BRACERS Record Detail for 17260
To access the original letter, email the Russell Archives.
"Opposite N. Fenland. Thursday aftn. My Darling—It has been such a comfort all through this journey having your little letter with me."
BR TO OTTOLINE MORRELL, [14 SEPT. 1911]
BRACERS 17260. ALS. Morrell papers #179, Texas
Proofread by K. Blackwell et al.
Opposite N. Foreland.1, 2
Thursday aftn.
My Darling
It has been such a comfort all through this journey having your little letter with me. It was very dear of you to come to the Nation with it, tho’ it must have confirmed young Rufuskin’s suspicions. I have not met a soul I knew on the journey — hardly anybody is travelling, and I have stuck to 2nd class on the boat. The deck is defaced by a cargo of many pigs’ carcases hung up in open crates, but from a just sense of like to like, the authorities put them among the first class passengers. The sea is quite smooth, and the 8 hours’ crossing passes easily with eating and smoking and Sandra3 and sleeping. I meant to post my last letter at Cologne, but I slept through it, and only woke up later after a long shaking by the ticket collector. The N. Foreland looks rather fine — I never see my native shores without a glow of patriotism.
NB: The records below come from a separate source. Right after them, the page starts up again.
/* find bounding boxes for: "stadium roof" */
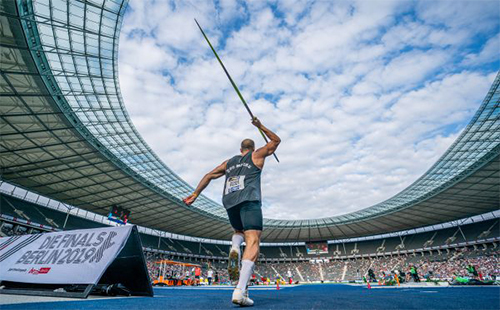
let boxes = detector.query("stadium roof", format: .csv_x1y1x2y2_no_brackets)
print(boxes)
0,0,498,242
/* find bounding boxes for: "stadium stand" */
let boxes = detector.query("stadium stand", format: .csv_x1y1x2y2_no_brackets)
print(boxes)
1,192,498,276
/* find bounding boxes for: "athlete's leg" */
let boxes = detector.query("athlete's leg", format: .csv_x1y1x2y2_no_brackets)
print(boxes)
240,201,263,262
232,230,245,252
235,202,263,289
227,206,245,282
232,202,262,306
229,230,245,281
233,229,261,306
236,230,261,289
242,230,262,262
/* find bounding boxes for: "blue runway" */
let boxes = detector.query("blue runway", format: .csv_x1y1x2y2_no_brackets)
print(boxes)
1,284,499,309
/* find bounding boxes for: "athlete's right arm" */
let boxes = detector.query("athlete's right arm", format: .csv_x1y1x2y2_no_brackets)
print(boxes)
252,117,281,162
183,160,227,206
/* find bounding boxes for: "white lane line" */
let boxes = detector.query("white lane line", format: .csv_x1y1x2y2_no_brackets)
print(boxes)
154,285,298,290
155,287,286,290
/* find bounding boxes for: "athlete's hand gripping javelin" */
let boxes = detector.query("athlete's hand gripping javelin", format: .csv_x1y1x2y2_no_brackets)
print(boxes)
251,117,262,128
250,117,281,159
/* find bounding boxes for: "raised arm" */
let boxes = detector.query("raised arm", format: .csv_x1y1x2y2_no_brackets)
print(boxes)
183,160,227,205
252,117,281,168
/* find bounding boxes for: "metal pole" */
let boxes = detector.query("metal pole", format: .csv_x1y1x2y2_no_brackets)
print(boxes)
63,208,71,229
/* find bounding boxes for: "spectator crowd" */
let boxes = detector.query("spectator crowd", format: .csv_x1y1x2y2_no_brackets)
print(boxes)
144,249,499,285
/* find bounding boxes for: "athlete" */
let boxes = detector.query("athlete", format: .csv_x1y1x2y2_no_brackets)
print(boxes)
183,117,280,307
207,268,214,285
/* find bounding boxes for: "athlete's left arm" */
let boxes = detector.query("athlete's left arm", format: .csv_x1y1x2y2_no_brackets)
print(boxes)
183,160,227,205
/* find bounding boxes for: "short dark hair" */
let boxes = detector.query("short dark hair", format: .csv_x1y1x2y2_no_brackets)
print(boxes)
241,139,255,151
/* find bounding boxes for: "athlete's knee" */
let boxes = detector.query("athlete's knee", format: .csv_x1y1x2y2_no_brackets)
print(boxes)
244,229,261,237
246,238,259,248
242,242,260,262
244,231,260,244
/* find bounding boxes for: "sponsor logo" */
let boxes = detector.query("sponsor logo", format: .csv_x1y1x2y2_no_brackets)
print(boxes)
28,267,51,275
7,268,27,272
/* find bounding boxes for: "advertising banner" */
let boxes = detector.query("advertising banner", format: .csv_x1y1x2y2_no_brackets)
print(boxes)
0,225,132,284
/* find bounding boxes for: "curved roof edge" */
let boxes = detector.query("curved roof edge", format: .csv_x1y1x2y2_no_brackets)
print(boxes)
17,0,227,222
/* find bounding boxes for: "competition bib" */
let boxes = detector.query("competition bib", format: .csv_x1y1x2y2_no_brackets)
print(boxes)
225,175,245,195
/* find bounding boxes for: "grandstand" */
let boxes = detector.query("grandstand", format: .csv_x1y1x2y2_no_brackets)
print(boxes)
0,0,499,309
1,190,498,270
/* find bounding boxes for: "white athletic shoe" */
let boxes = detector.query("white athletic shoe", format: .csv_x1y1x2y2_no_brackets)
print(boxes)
228,249,240,281
232,288,254,307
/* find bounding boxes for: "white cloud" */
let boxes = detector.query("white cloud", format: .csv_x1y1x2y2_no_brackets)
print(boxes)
118,0,499,220
462,33,500,67
415,0,499,33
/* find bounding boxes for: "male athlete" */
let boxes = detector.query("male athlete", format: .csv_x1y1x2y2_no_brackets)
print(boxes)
183,117,280,306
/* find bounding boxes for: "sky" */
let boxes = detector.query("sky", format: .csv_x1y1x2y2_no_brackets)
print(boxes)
118,0,499,220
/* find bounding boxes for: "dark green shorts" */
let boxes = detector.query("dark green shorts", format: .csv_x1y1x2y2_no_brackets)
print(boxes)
226,201,263,231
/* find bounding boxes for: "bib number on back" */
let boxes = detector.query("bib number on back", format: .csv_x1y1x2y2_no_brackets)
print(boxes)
225,175,245,195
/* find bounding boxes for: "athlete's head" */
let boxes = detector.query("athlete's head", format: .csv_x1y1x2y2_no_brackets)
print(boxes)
240,139,255,153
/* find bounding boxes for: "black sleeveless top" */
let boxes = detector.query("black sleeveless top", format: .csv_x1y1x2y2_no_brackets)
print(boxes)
222,152,262,209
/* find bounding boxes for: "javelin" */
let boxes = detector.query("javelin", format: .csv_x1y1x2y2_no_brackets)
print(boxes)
194,19,280,163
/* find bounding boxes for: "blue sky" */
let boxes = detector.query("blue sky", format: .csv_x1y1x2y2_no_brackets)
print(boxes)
118,0,499,220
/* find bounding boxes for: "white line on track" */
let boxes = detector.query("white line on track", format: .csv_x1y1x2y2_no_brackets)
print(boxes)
0,294,135,305
154,285,298,290
155,287,280,290
370,285,496,289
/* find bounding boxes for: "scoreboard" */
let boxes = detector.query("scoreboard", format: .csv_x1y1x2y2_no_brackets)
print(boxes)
108,205,130,225
305,241,328,254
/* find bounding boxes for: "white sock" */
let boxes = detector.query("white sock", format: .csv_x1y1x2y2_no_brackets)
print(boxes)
236,260,254,291
231,234,244,253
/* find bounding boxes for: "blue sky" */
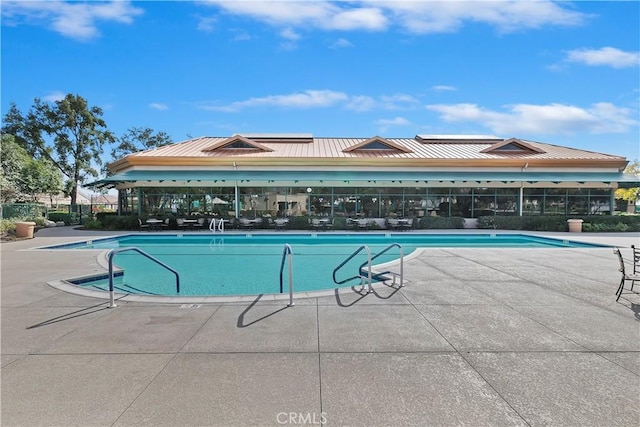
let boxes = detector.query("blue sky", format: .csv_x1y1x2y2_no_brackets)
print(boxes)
2,0,639,164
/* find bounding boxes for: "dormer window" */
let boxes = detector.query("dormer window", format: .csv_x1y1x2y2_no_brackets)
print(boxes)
201,135,273,152
343,136,412,153
480,138,545,154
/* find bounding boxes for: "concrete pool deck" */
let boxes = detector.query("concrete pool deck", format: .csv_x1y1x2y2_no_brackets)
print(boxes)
1,227,639,426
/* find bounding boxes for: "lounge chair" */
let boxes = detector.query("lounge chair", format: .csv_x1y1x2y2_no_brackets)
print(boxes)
239,218,255,229
274,218,289,230
356,218,370,231
324,218,334,230
614,247,640,301
386,218,399,230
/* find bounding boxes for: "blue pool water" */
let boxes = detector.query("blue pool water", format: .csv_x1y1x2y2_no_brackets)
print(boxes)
47,233,605,297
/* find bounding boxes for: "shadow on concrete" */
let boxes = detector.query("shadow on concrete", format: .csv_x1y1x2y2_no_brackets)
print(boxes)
26,300,117,329
236,294,290,328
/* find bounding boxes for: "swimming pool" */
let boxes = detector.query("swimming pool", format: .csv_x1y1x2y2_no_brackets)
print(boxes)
46,233,605,298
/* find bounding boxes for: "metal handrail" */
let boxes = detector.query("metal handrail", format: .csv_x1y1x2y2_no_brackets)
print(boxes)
279,244,294,306
332,245,373,293
359,243,404,288
209,218,225,233
107,247,180,308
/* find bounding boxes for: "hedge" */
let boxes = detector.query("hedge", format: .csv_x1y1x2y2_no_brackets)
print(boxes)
477,215,640,232
418,216,465,229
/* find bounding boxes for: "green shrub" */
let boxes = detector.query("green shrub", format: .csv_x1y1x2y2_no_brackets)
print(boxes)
418,216,465,229
1,219,17,234
332,217,347,230
82,218,103,229
288,216,311,230
99,215,139,230
477,215,640,232
47,212,72,225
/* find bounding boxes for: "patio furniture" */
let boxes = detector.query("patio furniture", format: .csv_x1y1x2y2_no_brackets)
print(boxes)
147,218,165,231
138,218,151,231
310,218,324,231
238,218,255,229
274,218,289,230
356,218,370,231
192,218,205,230
397,218,413,231
614,247,640,301
324,218,334,230
386,218,399,230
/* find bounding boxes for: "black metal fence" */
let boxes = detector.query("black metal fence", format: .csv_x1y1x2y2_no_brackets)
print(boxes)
1,203,116,225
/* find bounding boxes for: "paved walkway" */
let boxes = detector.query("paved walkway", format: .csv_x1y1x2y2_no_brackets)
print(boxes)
1,227,639,426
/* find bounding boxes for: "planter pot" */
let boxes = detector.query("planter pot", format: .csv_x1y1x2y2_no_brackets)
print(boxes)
15,221,36,239
567,219,584,233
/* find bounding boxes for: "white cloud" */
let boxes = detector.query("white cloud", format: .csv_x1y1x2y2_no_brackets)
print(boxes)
201,90,349,112
280,27,300,41
372,0,586,34
346,96,377,112
330,38,354,48
566,47,640,69
202,90,422,112
196,16,217,33
375,116,412,132
379,94,421,110
202,1,387,31
431,85,457,92
201,0,585,35
426,102,638,135
1,0,143,40
149,103,169,111
42,91,66,102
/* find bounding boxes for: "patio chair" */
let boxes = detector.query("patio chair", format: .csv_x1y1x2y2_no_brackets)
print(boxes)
239,217,255,230
310,218,323,231
386,218,399,230
138,218,150,231
274,218,289,231
192,217,205,230
614,247,640,301
356,218,370,231
324,218,334,230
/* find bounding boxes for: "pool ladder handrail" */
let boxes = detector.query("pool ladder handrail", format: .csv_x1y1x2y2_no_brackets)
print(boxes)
359,243,404,288
332,245,373,293
107,247,180,308
279,244,295,306
209,218,225,233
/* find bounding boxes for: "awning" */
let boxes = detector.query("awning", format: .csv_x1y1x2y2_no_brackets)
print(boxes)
87,170,640,189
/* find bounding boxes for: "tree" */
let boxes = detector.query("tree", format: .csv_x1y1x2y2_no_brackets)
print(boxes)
0,134,62,203
615,160,639,212
111,126,172,159
3,94,115,205
18,157,63,203
0,134,25,202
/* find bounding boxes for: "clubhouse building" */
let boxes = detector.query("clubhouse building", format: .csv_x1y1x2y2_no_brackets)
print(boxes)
93,133,638,220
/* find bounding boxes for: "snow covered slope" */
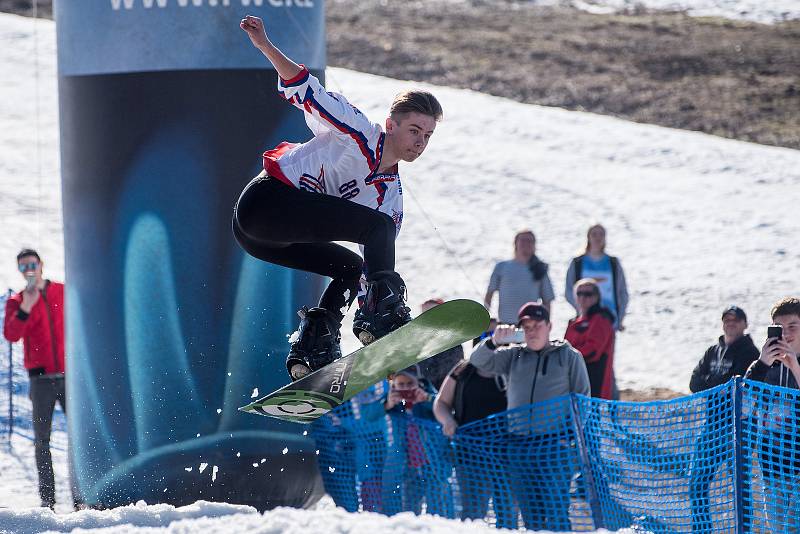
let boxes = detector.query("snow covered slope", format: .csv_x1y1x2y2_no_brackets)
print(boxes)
1,10,799,532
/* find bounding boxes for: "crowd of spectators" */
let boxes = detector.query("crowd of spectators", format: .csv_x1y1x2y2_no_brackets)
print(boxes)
483,223,627,400
314,223,800,531
7,225,800,529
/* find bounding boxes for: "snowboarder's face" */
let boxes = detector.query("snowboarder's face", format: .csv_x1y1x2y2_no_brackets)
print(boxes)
386,112,437,162
520,318,551,351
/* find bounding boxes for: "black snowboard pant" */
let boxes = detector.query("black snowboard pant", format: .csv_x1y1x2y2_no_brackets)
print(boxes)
30,373,66,509
232,173,397,318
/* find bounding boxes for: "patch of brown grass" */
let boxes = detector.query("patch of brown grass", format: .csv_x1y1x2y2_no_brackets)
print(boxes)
326,0,800,149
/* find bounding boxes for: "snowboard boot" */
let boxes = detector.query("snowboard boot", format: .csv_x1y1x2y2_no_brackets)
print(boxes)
352,270,412,345
286,306,343,380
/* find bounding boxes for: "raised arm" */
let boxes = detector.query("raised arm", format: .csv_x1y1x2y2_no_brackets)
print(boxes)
3,298,23,342
240,15,303,81
434,373,459,437
242,15,380,148
470,328,516,376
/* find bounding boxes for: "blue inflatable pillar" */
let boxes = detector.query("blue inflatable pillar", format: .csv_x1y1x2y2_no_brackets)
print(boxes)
55,1,327,510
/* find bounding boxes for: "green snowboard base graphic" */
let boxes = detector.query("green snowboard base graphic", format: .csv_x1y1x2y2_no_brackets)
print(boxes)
239,299,489,423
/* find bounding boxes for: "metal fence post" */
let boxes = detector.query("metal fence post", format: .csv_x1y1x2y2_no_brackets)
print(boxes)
570,393,604,529
732,377,744,534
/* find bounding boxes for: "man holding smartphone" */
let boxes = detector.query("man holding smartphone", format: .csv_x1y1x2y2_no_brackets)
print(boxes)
3,249,68,510
744,297,800,530
470,302,589,531
471,302,590,409
745,298,800,387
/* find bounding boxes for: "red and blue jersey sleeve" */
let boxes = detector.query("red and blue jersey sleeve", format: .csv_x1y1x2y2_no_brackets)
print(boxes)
277,67,382,165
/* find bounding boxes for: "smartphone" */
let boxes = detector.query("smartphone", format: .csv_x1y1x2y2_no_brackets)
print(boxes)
24,274,37,291
511,329,525,344
768,324,783,345
397,390,416,402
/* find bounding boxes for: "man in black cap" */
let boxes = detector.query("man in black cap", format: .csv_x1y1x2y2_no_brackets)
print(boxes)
688,305,759,532
689,306,759,393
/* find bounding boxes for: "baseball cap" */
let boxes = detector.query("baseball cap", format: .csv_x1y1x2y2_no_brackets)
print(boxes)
722,305,747,322
517,302,550,325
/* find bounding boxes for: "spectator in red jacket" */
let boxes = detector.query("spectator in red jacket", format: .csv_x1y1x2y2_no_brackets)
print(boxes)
3,249,66,510
564,278,615,399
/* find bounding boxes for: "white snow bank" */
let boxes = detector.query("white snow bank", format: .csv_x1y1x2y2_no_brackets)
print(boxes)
0,499,626,533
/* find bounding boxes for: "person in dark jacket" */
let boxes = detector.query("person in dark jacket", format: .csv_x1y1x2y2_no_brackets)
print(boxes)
743,297,800,531
690,305,760,393
564,278,616,399
433,360,512,527
689,305,759,532
3,249,68,510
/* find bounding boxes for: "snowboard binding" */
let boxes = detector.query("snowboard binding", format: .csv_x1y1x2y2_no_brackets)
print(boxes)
353,270,412,345
286,306,343,380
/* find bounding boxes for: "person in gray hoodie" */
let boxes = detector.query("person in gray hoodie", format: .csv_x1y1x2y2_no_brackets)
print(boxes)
470,303,590,411
470,302,590,531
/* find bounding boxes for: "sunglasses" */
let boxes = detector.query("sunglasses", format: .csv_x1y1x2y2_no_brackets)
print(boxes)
18,262,39,273
576,291,597,298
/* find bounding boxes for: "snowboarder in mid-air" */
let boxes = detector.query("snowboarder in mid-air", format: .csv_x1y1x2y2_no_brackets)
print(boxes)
233,15,443,380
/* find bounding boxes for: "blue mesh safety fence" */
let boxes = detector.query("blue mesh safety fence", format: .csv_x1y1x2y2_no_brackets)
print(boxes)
4,281,800,532
312,378,800,532
741,379,800,532
0,291,68,449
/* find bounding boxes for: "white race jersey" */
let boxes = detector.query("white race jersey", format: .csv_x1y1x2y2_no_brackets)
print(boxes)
263,67,403,234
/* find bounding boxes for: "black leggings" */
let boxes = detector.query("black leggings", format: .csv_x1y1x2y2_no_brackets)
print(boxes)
232,174,397,317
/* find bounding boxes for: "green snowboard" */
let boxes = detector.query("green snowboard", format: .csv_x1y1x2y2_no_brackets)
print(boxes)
239,299,489,424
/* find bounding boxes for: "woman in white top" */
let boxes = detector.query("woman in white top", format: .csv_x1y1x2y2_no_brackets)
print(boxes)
565,224,629,331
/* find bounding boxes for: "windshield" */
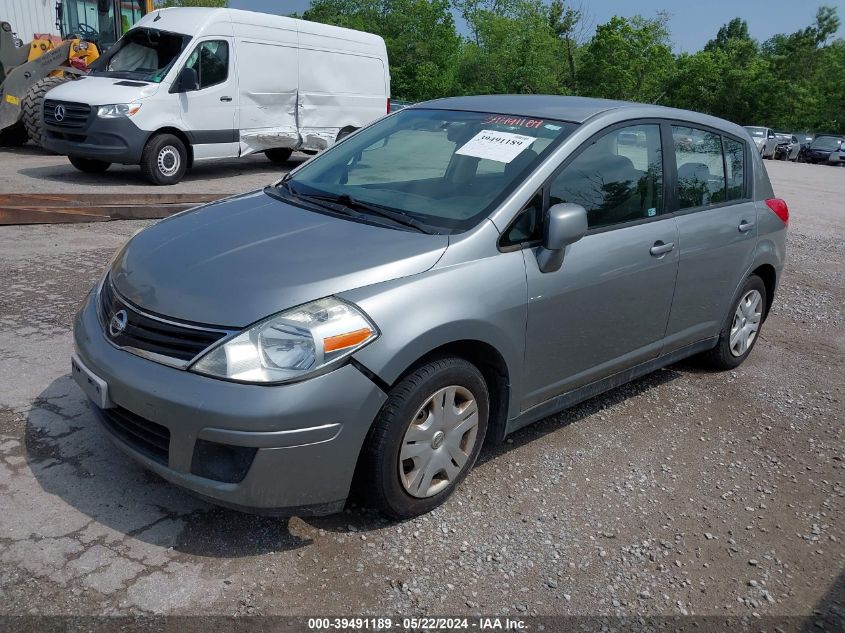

I am very happy — your image is so vivid in me that I haven’t begun to feel absence yet. And I am very ready to get to work — I want my life to be more useful, not less so, and it is time for me to be hard at work. Writing is pleasanter, but ideas don’t come fast enough to fill one’s whole working time with writing.
Dearest I long to hear everything about you even the smallest things — and how you are and all. There is a great deal more in me than I can yet find words for.
Tomorrow I shall see Lucy Silcox and go to Ipsden. The day after tomorrow I shall hope for a letter from you. Goodbye my dearest Love.